We don't consider pairs that cross word boundaries. The algorithm can be run on the dictionary extracted from a text, with each word being weighted by its frequency.
Minimal algorithm:
# minimal BPE from arxiv 1508.07909
import re
import collections
def get_stats(vocab):
pairs = collections.defaultdict(int)
for word, freq in vocab.items():
symbols = word.split()
for i in range(len(symbols)-1):
pairs[symbols[i], symbols[i+1]] += freq
return pairs
def merge_vocab(pair, v_in):
v_out = {}
bigram = re.escape(' '.join(pair))
p = re.compile(r'(?<!\S)' + bigram + r'(?!\S')
for word in v_in:
w_out = p.sub(''.join(pair), word)
v_out[w_out] = v_in[word]
return v_out
vocab = {'l o w </w>': 5,
'l o w e r </w>': 2,
'n e w e s t </w>': 6,
'w i d e s t </w>': 3}
num_merges = 10
for i in range(num_merges):
pairs = get_stats(vocab)
best = max(pairs, key=pairs.get)
vocab = merge_vocab(best, vocab)
print(best)
In practice, we increase efficiency by indexing all pairs, and updating data structures incrementally.
The difference to other compression algorithms like the Huffman encoding is that our symbol sequences are still interpretable as subword units, and the network can generalize to translate and produce new words on the basis of these subword units.
The minimal algorithm shows how to apply BPE in test time: we first split words into sequences of characters, then apply the learned operations to merge the characters into larger, known symbols. In the example, the OOV 'lower' would be segmented into 'low er.'.
We evaluate 2 methods for applying BPE: learning 2 independent encodings, one for source one for target vocabulary, or learning the encoding of the 2 vocabularies, called joint BPE. The former is more compact in terms of text and vocabulary size, and there's stronger guarantee that each subword unit has been seen in the training text of the respective language.
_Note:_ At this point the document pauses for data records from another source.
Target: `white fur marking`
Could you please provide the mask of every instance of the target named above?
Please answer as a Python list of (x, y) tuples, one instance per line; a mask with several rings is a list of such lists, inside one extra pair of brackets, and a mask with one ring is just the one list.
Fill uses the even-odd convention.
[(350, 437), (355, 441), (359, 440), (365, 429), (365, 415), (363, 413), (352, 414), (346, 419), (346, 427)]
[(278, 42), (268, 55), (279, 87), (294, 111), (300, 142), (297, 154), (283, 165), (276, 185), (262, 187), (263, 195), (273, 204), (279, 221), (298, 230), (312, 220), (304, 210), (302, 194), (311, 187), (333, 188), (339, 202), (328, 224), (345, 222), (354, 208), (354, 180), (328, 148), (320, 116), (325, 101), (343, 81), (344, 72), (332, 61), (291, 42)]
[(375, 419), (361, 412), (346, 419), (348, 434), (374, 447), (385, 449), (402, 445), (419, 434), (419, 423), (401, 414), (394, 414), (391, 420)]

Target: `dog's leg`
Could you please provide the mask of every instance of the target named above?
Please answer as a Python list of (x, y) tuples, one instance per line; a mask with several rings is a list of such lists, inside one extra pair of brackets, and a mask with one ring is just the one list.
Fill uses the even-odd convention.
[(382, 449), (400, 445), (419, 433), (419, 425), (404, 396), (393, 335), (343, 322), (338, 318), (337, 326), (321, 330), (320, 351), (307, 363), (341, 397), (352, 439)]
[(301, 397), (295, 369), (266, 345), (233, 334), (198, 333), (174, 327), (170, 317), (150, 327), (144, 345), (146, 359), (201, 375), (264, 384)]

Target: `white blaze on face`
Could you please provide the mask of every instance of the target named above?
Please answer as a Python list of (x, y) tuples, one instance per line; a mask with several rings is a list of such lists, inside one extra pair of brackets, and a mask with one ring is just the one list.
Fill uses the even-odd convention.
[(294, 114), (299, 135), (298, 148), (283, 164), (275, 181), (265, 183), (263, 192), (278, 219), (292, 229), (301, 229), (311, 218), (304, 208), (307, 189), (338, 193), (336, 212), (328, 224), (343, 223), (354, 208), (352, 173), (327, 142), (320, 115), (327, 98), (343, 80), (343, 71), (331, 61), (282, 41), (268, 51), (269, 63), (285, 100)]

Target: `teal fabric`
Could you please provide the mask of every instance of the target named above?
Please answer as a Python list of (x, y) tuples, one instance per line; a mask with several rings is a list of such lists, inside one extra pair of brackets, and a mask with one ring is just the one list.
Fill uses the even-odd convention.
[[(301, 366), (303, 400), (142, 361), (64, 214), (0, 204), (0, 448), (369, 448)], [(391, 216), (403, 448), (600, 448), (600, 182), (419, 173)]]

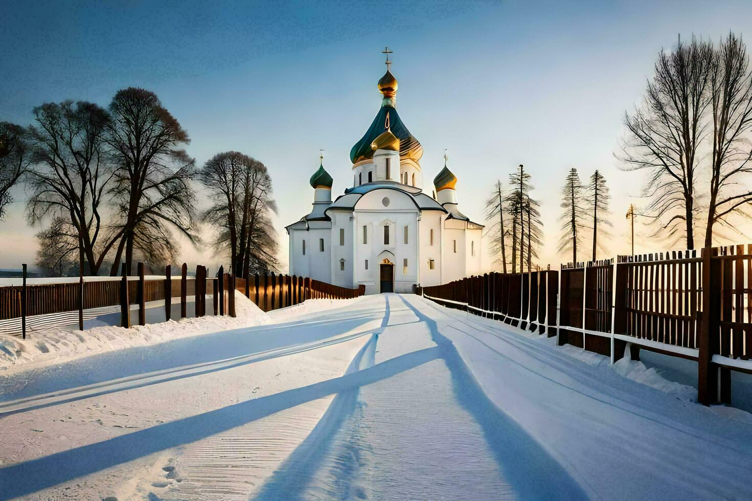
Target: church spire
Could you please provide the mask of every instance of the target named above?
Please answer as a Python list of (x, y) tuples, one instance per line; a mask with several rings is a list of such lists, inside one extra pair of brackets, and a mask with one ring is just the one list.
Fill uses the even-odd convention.
[(378, 81), (378, 90), (384, 95), (381, 100), (381, 106), (391, 106), (393, 108), (397, 107), (397, 79), (392, 74), (392, 62), (389, 60), (389, 55), (393, 53), (389, 47), (384, 47), (381, 51), (382, 54), (387, 55), (387, 73), (384, 74)]

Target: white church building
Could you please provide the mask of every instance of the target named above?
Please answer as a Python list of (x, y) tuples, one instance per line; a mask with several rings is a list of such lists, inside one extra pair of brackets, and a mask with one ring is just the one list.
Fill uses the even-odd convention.
[[(387, 50), (388, 54), (388, 50)], [(366, 294), (411, 292), (481, 272), (483, 225), (459, 212), (457, 178), (444, 165), (423, 192), (423, 146), (397, 114), (397, 80), (378, 81), (381, 108), (350, 152), (353, 187), (332, 201), (322, 163), (311, 177), (313, 210), (286, 228), (290, 274)]]

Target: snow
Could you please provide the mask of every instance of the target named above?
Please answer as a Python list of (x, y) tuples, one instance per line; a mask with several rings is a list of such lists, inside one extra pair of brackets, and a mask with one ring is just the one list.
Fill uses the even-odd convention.
[(752, 496), (752, 415), (641, 362), (411, 294), (241, 309), (0, 373), (0, 498)]
[[(161, 304), (161, 302), (159, 302)], [(207, 303), (211, 303), (211, 297)], [(179, 314), (174, 305), (172, 314)], [(147, 309), (149, 316), (161, 315), (162, 307)], [(191, 312), (189, 312), (192, 314)], [(268, 323), (270, 319), (253, 301), (243, 294), (235, 294), (236, 317), (208, 315), (170, 320), (161, 323), (147, 323), (126, 329), (118, 327), (120, 313), (102, 315), (86, 321), (84, 330), (59, 327), (35, 331), (26, 340), (0, 334), (0, 375), (2, 370), (30, 362), (37, 364), (60, 362), (87, 357), (98, 353), (132, 346), (155, 345), (182, 337), (199, 336), (220, 330), (250, 327)], [(132, 318), (133, 312), (132, 312)], [(147, 318), (148, 320), (153, 318)]]

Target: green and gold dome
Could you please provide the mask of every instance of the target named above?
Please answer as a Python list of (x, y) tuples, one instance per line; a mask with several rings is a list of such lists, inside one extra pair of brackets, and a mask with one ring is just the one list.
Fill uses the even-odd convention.
[[(418, 140), (410, 134), (410, 131), (399, 118), (396, 107), (397, 79), (388, 69), (378, 81), (378, 89), (384, 96), (381, 108), (371, 122), (371, 127), (350, 150), (350, 161), (356, 164), (372, 158), (376, 149), (393, 149), (399, 151), (400, 160), (411, 159), (418, 161), (423, 156), (423, 146)], [(387, 132), (390, 134), (385, 135)], [(392, 139), (393, 137), (399, 140), (399, 149), (395, 147), (396, 143)], [(384, 144), (388, 145), (389, 147), (382, 148), (381, 145)], [(374, 146), (377, 147), (374, 148)]]
[(334, 180), (329, 176), (329, 174), (326, 172), (326, 170), (323, 166), (323, 161), (319, 165), (319, 168), (314, 173), (314, 175), (311, 177), (311, 187), (316, 188), (326, 188), (327, 189), (332, 189), (332, 184), (334, 183)]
But the latter improves consistency between the source and target segmentation.
If we apply BPE independently, the same name might be segmented differently in the 2 languages, and it might be harder for the NN to learn a mapping between the subword units.
For languages with different alphabets, we transliterate the Russian vocabulary into Latin to learnt the joint BPE encoding, then transliterate the BPE merge operations back into Cyrillic.
We aim to answer 2 empirical questions
- Can we improve the translation of rare and unseen words in NMT by representing them via subword units?
- Which segmentation into subword units performs best in terms of vocabulary size, text size and translation quality?
(see paper)
The English→Russian examples show that the subword systems are capable of transliteration. However, transliteration errors do occur, either due to ambiguous transliterations, or because of non-consistent segmentations between source and target text which make it hard for the system to learn a transliteration mapping.
NMT systems are capable of open-vocabulary translation by representing rare and unseen words as a sequence of word units. this is simpler and more effective than using a back-off translation model.
We introduce a variant of byte pair encoding for word segmentation, which is capable of encoding open vocabularies with a compact symbol vocabulary of variable-length subword units.
oov and rare in-vocabulary words are translated poorly by our baseline NMT system, and reducing the vocabulary size of subword models can improve performance. Future work, learn the optimal vocabulary size for a translation task, which we expect to depend on the language pair and amount of training data.